Escursioni
nelle valli
Chisone e Germanasca
Col d' Abries m 2657

Partenza: Bô Dâ Col m.1742
dislivello: m. 915
sentiero: 210, 208, 208C
difficoltà: E
punti appoggio:
Rifugio Lago Verde 2583 m

descrizione:
Appena dopo il ponte che immette nel centro di Prali seguire la
strada a dx che porta alla seggiovia. Proseguire per  Ribba e
poi salire per la stada stretta ma percorribile in auto fino a
Bô Dâ Col dove si parcheggia  presso la bergeria (m 1742).
Volendo salire a piedi parcheggiare ai Giordano ed incamminarsi
verso Pomieri. Incontrerete subito il sentiero 208 che in 45' vi
porta alla bergeria.
  Si imbocca la bella mulattiera (sentiero 208-GTA.) che sale in mezzo ai pascoli tra radi larici e rododendri. A tratti  ripidi si alternano tratti praticamente pianeggianti.

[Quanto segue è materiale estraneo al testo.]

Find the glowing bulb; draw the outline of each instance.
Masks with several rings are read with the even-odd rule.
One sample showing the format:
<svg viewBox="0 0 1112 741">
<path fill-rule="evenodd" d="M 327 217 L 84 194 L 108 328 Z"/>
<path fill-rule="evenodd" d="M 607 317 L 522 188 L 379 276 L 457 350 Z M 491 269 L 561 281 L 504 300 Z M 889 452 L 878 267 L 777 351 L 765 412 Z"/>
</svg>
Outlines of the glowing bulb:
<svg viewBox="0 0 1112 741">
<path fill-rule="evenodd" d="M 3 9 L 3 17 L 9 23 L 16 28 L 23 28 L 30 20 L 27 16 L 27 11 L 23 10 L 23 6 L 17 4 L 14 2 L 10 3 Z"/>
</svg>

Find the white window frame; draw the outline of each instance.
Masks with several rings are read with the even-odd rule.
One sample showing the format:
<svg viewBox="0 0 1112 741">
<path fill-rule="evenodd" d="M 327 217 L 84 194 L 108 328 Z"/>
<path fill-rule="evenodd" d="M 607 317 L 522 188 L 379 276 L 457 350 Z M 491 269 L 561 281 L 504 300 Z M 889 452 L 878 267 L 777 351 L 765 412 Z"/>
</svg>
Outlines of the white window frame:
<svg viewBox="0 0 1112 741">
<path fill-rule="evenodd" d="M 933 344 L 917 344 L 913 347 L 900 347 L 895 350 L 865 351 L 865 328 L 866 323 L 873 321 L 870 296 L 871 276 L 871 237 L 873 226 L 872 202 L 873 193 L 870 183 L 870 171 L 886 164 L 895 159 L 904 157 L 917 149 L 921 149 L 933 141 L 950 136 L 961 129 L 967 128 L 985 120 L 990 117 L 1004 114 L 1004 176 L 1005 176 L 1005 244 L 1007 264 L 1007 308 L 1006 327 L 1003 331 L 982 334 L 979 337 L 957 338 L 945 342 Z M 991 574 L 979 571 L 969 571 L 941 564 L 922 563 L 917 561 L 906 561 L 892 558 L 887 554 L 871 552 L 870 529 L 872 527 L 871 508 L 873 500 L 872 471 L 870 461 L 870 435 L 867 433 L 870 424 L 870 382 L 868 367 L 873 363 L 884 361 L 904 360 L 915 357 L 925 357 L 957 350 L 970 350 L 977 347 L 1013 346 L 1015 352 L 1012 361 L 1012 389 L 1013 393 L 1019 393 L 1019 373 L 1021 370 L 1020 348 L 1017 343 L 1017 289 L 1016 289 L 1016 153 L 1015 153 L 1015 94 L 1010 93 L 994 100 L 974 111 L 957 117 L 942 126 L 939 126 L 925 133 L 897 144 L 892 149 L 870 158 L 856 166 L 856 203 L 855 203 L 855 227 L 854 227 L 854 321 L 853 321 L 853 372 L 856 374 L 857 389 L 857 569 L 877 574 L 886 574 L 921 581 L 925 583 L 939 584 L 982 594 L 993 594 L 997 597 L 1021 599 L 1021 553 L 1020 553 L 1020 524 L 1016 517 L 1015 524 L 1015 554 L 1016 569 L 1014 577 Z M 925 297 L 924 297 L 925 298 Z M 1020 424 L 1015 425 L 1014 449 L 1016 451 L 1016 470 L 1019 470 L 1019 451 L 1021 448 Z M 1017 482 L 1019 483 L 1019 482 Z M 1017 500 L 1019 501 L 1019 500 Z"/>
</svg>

  In circa 30 minuti si giunge al limite della vegetazione arborea, rappresentata da alcuni larici ultracentenari e da pochi gruppi di pini cembri.
  Superata una strettoia scavata nella roccia (l' Eitrangoulou -m 2160), si procede per un centinaio di metri e si perviene al bivio posto a quota 2171.

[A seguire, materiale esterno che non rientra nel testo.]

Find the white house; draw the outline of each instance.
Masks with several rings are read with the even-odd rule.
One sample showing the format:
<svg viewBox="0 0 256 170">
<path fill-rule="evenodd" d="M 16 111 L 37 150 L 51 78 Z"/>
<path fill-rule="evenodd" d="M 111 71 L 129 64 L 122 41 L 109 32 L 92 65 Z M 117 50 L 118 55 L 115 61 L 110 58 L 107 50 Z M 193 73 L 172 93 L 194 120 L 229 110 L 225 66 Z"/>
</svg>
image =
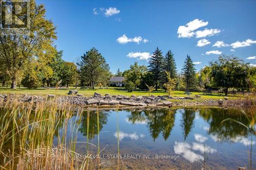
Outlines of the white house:
<svg viewBox="0 0 256 170">
<path fill-rule="evenodd" d="M 110 80 L 110 84 L 112 86 L 122 87 L 124 78 L 123 77 L 113 77 Z"/>
</svg>

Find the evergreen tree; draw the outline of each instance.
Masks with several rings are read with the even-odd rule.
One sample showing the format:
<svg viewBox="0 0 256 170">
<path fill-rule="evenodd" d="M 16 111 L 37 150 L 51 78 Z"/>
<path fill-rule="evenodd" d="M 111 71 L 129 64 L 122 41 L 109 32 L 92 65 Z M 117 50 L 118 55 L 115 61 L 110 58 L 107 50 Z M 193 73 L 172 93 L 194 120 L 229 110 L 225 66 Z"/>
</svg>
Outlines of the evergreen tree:
<svg viewBox="0 0 256 170">
<path fill-rule="evenodd" d="M 190 57 L 187 55 L 182 68 L 182 73 L 184 75 L 184 83 L 186 85 L 186 92 L 187 93 L 194 87 L 196 83 L 196 69 L 194 66 Z"/>
<path fill-rule="evenodd" d="M 148 62 L 148 70 L 152 73 L 153 80 L 156 85 L 156 90 L 159 85 L 159 81 L 161 80 L 161 74 L 163 73 L 163 57 L 161 50 L 157 47 L 153 53 Z"/>
</svg>

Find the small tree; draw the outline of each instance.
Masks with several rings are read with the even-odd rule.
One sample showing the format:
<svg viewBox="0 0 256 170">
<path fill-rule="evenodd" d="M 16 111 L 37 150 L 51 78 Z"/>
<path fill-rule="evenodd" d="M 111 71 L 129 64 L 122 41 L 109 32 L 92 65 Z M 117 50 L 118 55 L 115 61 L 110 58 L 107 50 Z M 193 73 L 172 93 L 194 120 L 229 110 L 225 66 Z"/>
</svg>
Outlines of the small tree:
<svg viewBox="0 0 256 170">
<path fill-rule="evenodd" d="M 133 92 L 133 90 L 135 88 L 135 85 L 132 81 L 129 81 L 125 83 L 124 87 L 128 92 Z"/>
<path fill-rule="evenodd" d="M 154 91 L 156 86 L 150 86 L 147 84 L 146 84 L 146 86 L 148 88 L 148 90 L 147 90 L 147 92 L 148 93 L 148 96 L 150 96 L 150 93 Z"/>
<path fill-rule="evenodd" d="M 167 82 L 163 84 L 163 86 L 166 88 L 166 90 L 169 93 L 169 95 L 170 95 L 170 92 L 174 89 L 176 86 L 176 79 L 172 78 L 170 74 L 168 71 L 165 71 L 166 75 Z"/>
</svg>

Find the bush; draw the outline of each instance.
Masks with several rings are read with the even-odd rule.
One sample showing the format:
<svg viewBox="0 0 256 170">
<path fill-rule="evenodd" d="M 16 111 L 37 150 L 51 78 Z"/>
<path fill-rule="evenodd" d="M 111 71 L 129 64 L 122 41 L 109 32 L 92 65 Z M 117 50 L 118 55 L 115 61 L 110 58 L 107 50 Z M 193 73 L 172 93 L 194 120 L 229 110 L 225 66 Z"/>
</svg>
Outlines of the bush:
<svg viewBox="0 0 256 170">
<path fill-rule="evenodd" d="M 129 81 L 125 83 L 124 87 L 128 92 L 133 92 L 133 90 L 135 88 L 135 85 L 132 81 Z"/>
</svg>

Se si prende a sinistra ( sentiero 230)  si sale
 al Colletto della Gran Guglia (m 2790)  per poi scendere al rifugio: v
edere variante)
 Proseguendo diritto, in lieve discesa, si attraversa il pianoro di Freibougio
(freddo che si muove) ricco di acque (fontana, m 2136, ore 1:15).
 Usciti  dal pianoro la mulattiera si alza con una  ripida rampa ed esce su un costone panoramico. Con pendenza moderata costeggia la forra del torrente Germanasca alternando tratti quasi
 pianeggianti a tratti più ripidi giunge alla confluenza del sentiero 210 (il Fontanone) ed esce sui bei prati del Founzét (m 2450, ore 2:15) dove si incontra prima la scorciatoia per il rifugio (sentiero
208A) e poi attraversato il torrente si incontra il  bivio per il Col d'Abries m. 2658 (dal quale si scende in Francia) raggiungibile in 30 minuti.

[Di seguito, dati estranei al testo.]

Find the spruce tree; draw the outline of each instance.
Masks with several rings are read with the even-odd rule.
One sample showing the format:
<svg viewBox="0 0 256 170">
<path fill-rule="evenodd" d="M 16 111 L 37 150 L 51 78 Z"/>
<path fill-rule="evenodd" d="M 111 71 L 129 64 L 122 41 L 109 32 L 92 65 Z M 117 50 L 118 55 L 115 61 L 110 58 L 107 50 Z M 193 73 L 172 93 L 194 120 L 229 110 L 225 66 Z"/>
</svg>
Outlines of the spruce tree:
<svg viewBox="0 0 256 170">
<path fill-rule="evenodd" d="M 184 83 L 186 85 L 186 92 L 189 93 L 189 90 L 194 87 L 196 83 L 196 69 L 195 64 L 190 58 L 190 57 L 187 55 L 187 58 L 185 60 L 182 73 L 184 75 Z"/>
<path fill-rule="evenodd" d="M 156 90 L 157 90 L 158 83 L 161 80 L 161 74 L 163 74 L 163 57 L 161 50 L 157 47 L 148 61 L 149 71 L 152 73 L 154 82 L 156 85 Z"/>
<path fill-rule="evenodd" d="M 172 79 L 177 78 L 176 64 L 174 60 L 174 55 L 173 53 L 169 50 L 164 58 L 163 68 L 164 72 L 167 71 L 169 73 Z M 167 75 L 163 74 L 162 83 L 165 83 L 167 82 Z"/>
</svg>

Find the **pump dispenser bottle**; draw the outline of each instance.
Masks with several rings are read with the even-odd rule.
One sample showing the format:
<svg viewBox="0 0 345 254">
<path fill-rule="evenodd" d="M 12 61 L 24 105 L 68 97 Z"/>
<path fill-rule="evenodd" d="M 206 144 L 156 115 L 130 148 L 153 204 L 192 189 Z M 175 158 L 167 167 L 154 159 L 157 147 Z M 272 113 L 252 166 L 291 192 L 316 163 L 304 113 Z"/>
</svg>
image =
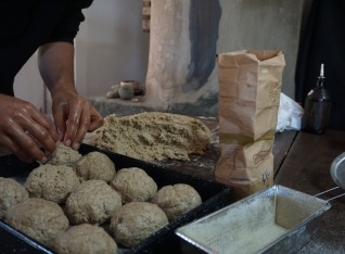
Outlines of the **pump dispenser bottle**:
<svg viewBox="0 0 345 254">
<path fill-rule="evenodd" d="M 324 88 L 323 64 L 317 85 L 308 92 L 305 101 L 302 130 L 311 134 L 323 134 L 328 127 L 331 109 L 331 96 Z"/>
</svg>

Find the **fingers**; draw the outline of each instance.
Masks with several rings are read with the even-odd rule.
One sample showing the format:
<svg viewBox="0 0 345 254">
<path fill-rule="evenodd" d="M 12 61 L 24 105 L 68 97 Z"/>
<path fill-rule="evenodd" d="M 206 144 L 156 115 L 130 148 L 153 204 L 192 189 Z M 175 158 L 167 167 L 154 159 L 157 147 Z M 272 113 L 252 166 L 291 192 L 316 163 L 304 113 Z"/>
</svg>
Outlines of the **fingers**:
<svg viewBox="0 0 345 254">
<path fill-rule="evenodd" d="M 59 140 L 63 141 L 66 132 L 66 113 L 65 106 L 53 106 L 53 117 L 58 129 Z"/>
<path fill-rule="evenodd" d="M 68 103 L 60 103 L 54 112 L 58 129 L 64 131 L 63 142 L 78 150 L 88 131 L 103 125 L 100 113 L 84 98 L 74 97 Z"/>
</svg>

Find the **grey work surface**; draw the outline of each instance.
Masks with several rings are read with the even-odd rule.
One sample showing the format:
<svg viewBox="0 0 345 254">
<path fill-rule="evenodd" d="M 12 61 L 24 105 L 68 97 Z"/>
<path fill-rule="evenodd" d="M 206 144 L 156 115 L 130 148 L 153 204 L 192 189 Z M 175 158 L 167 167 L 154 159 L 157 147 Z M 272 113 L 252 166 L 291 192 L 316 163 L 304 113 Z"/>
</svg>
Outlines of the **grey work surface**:
<svg viewBox="0 0 345 254">
<path fill-rule="evenodd" d="M 276 183 L 315 195 L 335 187 L 330 174 L 333 160 L 345 151 L 345 132 L 298 132 L 276 177 Z M 319 198 L 331 199 L 343 190 Z M 345 198 L 331 201 L 311 241 L 298 253 L 345 253 Z"/>
<path fill-rule="evenodd" d="M 213 129 L 215 123 L 212 119 L 203 122 Z M 276 134 L 274 183 L 311 195 L 329 190 L 335 187 L 330 174 L 331 164 L 343 152 L 345 152 L 345 131 L 328 130 L 323 135 L 302 131 Z M 213 144 L 202 157 L 191 157 L 191 161 L 186 163 L 171 163 L 171 161 L 166 163 L 173 169 L 214 179 L 218 156 L 218 147 Z M 320 198 L 328 200 L 343 192 L 337 190 Z M 298 253 L 345 253 L 345 196 L 331 201 L 331 209 L 322 217 L 317 233 Z"/>
</svg>

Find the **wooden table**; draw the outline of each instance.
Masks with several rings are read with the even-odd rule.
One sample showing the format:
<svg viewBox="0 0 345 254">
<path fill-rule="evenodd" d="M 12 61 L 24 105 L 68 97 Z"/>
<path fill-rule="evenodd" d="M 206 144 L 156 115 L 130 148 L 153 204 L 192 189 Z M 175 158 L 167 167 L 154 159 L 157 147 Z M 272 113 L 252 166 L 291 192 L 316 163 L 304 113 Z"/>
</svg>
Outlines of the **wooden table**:
<svg viewBox="0 0 345 254">
<path fill-rule="evenodd" d="M 216 142 L 215 142 L 216 143 Z M 159 164 L 214 180 L 214 169 L 219 156 L 217 145 L 202 157 L 191 157 L 190 162 L 162 162 Z M 328 130 L 324 135 L 302 131 L 276 134 L 274 182 L 311 195 L 335 187 L 330 167 L 333 160 L 345 152 L 345 132 Z M 322 195 L 328 200 L 344 191 Z M 301 250 L 302 254 L 345 253 L 345 198 L 331 201 L 331 209 L 311 241 Z"/>
</svg>

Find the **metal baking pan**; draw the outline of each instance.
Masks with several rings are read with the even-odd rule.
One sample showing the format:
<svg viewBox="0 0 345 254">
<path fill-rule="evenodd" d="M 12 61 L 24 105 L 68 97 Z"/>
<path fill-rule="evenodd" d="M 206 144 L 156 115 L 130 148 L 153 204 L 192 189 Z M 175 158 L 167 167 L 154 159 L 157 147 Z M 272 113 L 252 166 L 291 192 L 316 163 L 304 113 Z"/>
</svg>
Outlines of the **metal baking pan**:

Giunti al colle è consigliabile, anzichè ritornare sui propri passi, portarsi al vicino Col Valpreveyre m. 2730 e scendere al bel rifugio lago Verde in circa 45 minuti.
Sostati al rifugio si può ritornare al punto di partenza per il S/208 ( più diretto) oppure salendo alla Gran Guglia per S/210 per poi prendere (al colle di Viafiorcia)  il 230 che porta ancora sul 208.

Variante
 Raggiunto il bivio a quota 2171 come sopra indicato prendere il sentiero a sx che sale ai Piani di S.Giacomo dove si incrocia la mulattiera militare proveniente dai 13 laghi.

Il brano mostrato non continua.